Agentic LLMs

I feel a bit late to the party, but after some time with Claude Code, I like agentic LLM systems. It’s really no comparison to CoPilot or a web chat interface.

Of course, you save copying and pasting error messages and the like, because the agentic systems just reads them and fixes the code. But that’s not even it. It’s much more ergonomic for complete workflows. A chat interface could give you instructions, but then only the happy path (probably), and you’re back to typing what you’re seeing. An agent sees the result itself.

And it can use tools! I don’t mean fancy MCP servers and stuff, I mean grep. Or sed. Or ls. I’ve seen multiple times now that Claude Code got confused about the project’s structure, but I didn’t have to do anything. It just did a few ls or git rev-parse HEAD, and off it went again.

Apropos tools: I told it in the CLAUDE.md file about a few tools I have installed (ripgrep), and it uses them. It may have tried it anyway, at least some other time I saw an amusing sequence “using Imagemagick”—“not installed”—“using $othertool”—“not installed”—“let’s write a Python script”. And that’s the best part. It writes one-off scripts, mostly in Python, sometimes in bash. Usually it deletes them afterwards, but I told Claude Code to put them in a special directory and keep them. You never know when you might use them yourself.

Today I used it for something conceptually simple, but I really wasn’t looking forward to it: I have two statically generated weblogs with almost-but-not-quite the same templating, and wanted to extract those two nearly identical templates into its own theme. Claude didn’t get through it completely on its own, in the end I had to remind it that soft-linking the theme’s repo on my disk isn’t so clever, but it obligingly made a git submodule out of it.

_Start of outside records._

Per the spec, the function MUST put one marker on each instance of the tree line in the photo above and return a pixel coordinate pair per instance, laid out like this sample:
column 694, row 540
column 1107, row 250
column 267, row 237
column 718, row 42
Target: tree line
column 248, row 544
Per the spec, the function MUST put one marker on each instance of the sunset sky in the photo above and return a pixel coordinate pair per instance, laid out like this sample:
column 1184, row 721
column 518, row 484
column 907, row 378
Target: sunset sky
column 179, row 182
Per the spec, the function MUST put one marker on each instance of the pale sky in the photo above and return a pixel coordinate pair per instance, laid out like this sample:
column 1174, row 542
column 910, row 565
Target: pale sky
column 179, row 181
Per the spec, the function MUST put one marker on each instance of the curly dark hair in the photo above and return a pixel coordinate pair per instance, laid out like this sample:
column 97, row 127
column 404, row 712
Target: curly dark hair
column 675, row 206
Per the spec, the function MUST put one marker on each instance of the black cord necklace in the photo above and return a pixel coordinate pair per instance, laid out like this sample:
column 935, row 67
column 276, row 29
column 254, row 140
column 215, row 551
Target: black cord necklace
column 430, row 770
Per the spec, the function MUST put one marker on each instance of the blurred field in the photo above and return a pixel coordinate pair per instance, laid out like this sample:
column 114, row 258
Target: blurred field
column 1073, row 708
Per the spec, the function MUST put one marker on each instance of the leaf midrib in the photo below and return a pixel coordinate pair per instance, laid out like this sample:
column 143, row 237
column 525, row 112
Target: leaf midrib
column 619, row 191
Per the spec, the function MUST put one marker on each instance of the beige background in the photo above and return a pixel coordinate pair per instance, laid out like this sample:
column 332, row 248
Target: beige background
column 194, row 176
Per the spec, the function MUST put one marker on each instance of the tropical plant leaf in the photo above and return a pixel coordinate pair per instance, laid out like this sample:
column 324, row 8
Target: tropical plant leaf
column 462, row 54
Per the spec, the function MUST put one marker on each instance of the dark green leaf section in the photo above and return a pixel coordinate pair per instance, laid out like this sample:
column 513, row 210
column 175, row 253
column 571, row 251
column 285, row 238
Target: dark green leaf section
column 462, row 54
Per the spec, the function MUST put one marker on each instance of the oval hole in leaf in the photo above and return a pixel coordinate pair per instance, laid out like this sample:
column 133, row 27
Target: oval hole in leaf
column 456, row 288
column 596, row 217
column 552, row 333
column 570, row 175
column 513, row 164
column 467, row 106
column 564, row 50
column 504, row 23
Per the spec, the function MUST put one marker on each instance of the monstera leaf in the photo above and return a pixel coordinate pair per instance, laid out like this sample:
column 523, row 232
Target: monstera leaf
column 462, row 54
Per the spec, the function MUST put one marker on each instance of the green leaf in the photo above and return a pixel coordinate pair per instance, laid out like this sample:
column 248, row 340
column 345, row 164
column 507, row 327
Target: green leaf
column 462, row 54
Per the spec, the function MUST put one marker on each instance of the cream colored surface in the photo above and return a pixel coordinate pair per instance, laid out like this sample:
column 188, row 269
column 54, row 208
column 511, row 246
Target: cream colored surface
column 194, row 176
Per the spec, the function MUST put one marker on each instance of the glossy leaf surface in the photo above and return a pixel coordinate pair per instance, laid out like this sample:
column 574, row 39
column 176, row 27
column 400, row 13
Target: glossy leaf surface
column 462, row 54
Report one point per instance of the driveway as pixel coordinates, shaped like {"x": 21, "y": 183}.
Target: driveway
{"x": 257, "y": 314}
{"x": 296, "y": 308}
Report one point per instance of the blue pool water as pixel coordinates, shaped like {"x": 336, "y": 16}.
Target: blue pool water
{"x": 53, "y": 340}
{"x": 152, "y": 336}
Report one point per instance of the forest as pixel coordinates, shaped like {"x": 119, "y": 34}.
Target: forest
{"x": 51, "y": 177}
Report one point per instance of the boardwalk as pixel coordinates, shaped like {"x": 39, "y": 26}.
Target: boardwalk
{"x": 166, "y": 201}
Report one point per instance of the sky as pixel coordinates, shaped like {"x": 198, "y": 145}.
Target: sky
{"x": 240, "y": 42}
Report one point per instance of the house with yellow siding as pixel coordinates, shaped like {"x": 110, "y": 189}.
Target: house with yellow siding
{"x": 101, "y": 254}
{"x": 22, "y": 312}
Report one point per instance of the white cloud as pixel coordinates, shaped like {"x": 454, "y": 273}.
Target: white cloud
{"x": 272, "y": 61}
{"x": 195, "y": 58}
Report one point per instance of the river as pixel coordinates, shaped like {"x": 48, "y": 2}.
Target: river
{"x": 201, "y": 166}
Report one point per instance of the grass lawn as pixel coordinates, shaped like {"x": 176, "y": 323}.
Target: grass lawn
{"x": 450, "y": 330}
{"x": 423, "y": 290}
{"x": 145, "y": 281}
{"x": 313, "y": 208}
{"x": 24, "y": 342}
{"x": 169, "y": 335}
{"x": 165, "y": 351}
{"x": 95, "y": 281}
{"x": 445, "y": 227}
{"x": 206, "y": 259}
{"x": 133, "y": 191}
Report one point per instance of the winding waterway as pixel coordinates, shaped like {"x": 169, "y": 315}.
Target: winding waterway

git submodule. How I dread that phrase! But now git is easy, no matter how inconsistent its commands and arguments are. I just tell Claude Code precisely (with all the “professional git terminology”) what I want. And it shows me the proper command. For anything more complicated than what I know by heart or what lazygit surfaces, Claude Code will be my git porcelain in the future. Also for ffmpeg, I think.

I haven’t really used it for programming so far, for want of a personal side project that involves a lot of programming, but right now I’m not so much interested in vibe-coding (although it might help tons at work — think about weird Artifactory or proxy errors that it might just solve itself). I’m more interested in having the LLM be more of a low-key data wrangling and shell driving agent.